The wives of Taiwanese national Lee Ming-che and mainland lawyers Tang Jingling, Jiang Tianyong and Xie Yang issued their appeals directly at a U.S. House of Representatives hearing, while the wives of two other detained lawyers, Wang Quanzhang and Li Heping, delivered their appeals via a video.
The chairman of the human rights subcommittee of the House Foreign Affairs Committee, Representative Chris Smith, said the panel would make an immediate request for Trump and Vice President Mike Pence to meet with the women.
Critics have accused Trump of softening the U.S. approach to China, including on rights, after meeting with Chinese President Xi Jinping in April, in an effort to secure more Chinese support to reigning in North Korea’s nuclear and missile programs.

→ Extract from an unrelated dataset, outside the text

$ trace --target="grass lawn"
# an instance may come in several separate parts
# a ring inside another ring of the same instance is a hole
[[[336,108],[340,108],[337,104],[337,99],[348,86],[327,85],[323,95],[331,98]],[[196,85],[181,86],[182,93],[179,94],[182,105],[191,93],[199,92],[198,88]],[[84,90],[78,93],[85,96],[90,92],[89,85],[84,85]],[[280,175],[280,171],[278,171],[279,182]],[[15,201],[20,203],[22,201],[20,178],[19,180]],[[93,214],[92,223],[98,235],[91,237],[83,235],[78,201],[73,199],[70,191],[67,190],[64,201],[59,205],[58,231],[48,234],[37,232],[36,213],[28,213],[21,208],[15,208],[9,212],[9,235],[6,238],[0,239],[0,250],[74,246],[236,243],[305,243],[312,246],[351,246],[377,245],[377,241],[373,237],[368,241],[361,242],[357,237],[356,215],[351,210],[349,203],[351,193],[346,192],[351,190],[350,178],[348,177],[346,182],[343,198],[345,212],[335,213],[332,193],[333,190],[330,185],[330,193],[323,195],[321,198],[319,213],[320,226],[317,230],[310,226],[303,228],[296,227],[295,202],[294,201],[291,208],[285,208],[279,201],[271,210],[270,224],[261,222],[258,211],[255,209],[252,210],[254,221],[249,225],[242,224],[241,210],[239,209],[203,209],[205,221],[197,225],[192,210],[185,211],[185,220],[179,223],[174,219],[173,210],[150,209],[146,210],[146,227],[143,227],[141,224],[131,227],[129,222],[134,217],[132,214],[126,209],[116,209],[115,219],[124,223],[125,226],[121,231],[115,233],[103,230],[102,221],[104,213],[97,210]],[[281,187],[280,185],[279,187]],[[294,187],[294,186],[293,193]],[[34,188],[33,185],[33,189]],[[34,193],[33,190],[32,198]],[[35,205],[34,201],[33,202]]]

Smith stressed the need for Trump to take a tough line with Beijing and told the women: “He needs to look you in the eyes so that when he looks Xi Jinping in the eyes, he has your husbands’ and your interests right there, front and center.”
In testimony to the hearing, Jin Bianling said her husband, Jiang Tianyong, a disbarred lawyer who spoke out against a government crackdown on dozens of rights activists in 2015, had been prevented from seeing a lawyer for nearly six months.
She said she got news on May 12 that he had been tortured and his legs were too swollen to allow him to walk.
Earlier on Thursday, Chinese police released a video of Jiang to refute allegations he had been tortured.
The video, which police said was taken on Wednesday, showed Jiang walking up and down a corridor of what appeared to be an apartment building in shorts and sandals.
Jin told Reuters she was very suspicious of the video, saying it was a set-up.
“If they want to prove that he has not been tortured, they should let his lawyers visit and fully examine him,” she said. “As it is, we still don’t even know where he is.”
Li Heping returned to his home this month after being held for nearly two years, his former lawyer said. His wife, Wang Qiaoling, said he had been ill-treated and looked 20 years older after his detention.
China rejects criticism of its rights record. It has accused Jiang of colluding with the wife of another detained lawyer, Xie Yang, to fabricate accounts of torture.
Xie Yang’s wife, Chen Guiqiu, who fled to the United States in March, said he had been forced to admit his guilt at a court hearing this month. She said he was bailed out after the session “but still had not regained his freedom” as he was followed everywhere by security agents.